Things I have learned from being a mother and wife…
1. Closing the bathroom door is not going to give you any peace and quiet. It’s just going to make it possible for the kids to pound on the door as they scream your name.
2. Women fart just as much and are just as stinky as men. We are just discreet about it, until we’re married that is.
3. Children actually do come with handbooks (i.e.
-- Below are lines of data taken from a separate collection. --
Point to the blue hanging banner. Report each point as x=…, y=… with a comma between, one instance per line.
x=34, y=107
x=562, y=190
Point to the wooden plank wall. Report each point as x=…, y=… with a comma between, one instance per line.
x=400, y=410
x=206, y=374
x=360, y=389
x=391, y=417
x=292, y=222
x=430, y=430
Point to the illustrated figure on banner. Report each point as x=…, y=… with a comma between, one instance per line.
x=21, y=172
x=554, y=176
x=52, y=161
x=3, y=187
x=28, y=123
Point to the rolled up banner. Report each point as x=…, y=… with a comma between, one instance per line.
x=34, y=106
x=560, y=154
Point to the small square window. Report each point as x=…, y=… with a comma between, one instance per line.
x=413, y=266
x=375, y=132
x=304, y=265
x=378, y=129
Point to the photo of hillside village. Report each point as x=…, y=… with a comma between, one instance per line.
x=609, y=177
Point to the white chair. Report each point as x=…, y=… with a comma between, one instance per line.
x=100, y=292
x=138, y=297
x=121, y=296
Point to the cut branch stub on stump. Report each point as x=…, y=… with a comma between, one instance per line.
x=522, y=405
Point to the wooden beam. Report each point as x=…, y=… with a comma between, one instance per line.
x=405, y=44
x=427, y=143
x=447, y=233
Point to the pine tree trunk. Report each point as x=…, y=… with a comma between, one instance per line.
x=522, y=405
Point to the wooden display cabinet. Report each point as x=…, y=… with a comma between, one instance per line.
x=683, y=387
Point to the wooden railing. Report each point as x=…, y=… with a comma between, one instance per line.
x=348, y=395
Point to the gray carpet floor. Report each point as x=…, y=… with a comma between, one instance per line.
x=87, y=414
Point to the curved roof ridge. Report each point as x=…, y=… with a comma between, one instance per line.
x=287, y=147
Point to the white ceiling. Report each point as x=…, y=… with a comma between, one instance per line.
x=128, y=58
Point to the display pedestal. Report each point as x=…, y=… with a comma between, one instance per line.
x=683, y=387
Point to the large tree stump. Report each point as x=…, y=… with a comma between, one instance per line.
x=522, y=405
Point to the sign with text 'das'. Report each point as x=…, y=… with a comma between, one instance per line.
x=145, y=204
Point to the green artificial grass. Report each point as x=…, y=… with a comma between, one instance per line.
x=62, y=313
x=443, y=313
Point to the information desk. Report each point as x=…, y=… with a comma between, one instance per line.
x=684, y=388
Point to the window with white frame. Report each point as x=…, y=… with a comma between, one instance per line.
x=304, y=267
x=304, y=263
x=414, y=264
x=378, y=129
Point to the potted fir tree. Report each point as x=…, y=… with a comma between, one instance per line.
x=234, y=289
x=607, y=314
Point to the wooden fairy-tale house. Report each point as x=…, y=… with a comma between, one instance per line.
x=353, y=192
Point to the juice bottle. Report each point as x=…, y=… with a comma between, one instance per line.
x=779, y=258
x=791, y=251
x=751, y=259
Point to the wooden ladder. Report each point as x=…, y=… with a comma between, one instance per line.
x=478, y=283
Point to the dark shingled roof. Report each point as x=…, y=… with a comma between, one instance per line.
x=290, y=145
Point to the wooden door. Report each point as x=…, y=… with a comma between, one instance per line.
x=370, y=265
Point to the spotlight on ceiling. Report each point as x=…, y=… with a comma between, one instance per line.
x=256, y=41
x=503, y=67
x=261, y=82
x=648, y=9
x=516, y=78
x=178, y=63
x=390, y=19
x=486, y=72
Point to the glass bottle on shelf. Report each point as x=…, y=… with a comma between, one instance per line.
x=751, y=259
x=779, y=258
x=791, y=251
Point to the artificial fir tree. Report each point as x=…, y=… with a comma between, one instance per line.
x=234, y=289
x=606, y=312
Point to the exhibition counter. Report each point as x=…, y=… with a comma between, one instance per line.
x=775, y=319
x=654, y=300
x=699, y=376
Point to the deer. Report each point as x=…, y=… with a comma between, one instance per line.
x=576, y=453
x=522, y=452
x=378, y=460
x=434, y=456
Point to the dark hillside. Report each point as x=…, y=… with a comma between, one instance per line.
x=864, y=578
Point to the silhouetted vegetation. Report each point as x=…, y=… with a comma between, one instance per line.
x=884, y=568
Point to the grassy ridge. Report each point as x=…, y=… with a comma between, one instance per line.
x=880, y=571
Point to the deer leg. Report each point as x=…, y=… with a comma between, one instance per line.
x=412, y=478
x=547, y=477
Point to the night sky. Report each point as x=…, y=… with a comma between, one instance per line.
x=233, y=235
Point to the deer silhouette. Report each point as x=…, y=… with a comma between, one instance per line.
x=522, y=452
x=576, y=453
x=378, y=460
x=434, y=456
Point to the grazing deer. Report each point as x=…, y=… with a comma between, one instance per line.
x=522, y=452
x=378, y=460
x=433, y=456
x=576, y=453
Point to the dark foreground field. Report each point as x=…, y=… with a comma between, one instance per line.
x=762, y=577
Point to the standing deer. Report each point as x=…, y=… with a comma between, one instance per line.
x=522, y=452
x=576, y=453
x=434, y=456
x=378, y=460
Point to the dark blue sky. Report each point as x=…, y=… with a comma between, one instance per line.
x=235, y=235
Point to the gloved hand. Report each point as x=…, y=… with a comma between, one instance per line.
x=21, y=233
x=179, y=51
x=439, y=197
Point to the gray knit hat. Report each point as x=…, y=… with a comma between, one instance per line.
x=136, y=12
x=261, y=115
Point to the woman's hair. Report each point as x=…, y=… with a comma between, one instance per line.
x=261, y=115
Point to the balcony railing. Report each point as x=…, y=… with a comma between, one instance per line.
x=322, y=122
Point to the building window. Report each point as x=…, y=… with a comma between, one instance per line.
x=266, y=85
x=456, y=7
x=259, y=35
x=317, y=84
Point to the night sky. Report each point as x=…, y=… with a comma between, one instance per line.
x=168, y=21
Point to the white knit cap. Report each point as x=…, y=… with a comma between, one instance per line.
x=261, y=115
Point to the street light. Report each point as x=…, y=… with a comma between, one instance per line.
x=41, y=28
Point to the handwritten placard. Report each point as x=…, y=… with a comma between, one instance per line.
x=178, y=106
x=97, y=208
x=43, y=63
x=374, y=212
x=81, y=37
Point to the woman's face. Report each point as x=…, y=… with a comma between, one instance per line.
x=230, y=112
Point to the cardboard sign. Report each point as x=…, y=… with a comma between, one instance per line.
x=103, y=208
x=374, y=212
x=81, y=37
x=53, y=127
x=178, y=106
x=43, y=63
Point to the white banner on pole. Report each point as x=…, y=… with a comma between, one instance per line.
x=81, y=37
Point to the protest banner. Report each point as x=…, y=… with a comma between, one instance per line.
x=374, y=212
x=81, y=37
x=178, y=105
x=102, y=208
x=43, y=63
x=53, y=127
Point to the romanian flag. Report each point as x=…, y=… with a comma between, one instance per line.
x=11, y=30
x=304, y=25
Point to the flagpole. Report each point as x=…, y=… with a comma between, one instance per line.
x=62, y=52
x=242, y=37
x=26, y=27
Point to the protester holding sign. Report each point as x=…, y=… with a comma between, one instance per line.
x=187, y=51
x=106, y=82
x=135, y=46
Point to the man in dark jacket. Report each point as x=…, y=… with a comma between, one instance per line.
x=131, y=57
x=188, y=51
What to Expect the First Year by Arlene Eisenberg, Heidi Murkoff, and Sandee Hathaway or Myths of Child Rearing by Joseph Rosner) they all just have very different suggestions on how your child should be raised.
4. EVERYONE is going to make comments about what is best for your child whether they have ever met you or not.
5. Take up reading, besides sleep, it is the only way you’re going to be able to escape reality.
6. The older they get the louder they are able to scream and the longer they can keep at it.
7. There is absolutely no reasoning with a three-year old, no matter how hard you try.
8. The toilet bowl really does look like a child-size swimming pool.
9. Dogs will not eat popcorn.
10. Urine-soaked baking soda still smells like urine and sticks to everything.
11. Chocolate chips cookies can be just fine for dinner once in a while.
12. Coins don’t pass through a child’s digestive track too easily, neither do batteries.
13. Clothes pins can entertain a kid for hours.
14. Child birth is an extremely spiritual experience. You spend hours upon hours praying the Lord will just kill you and take all the pain away.
And you thought your education was over once you left school.


Comments: 5
Thank you so much. I really needed this laugh this morning!!!
I smiled the whole time I read this.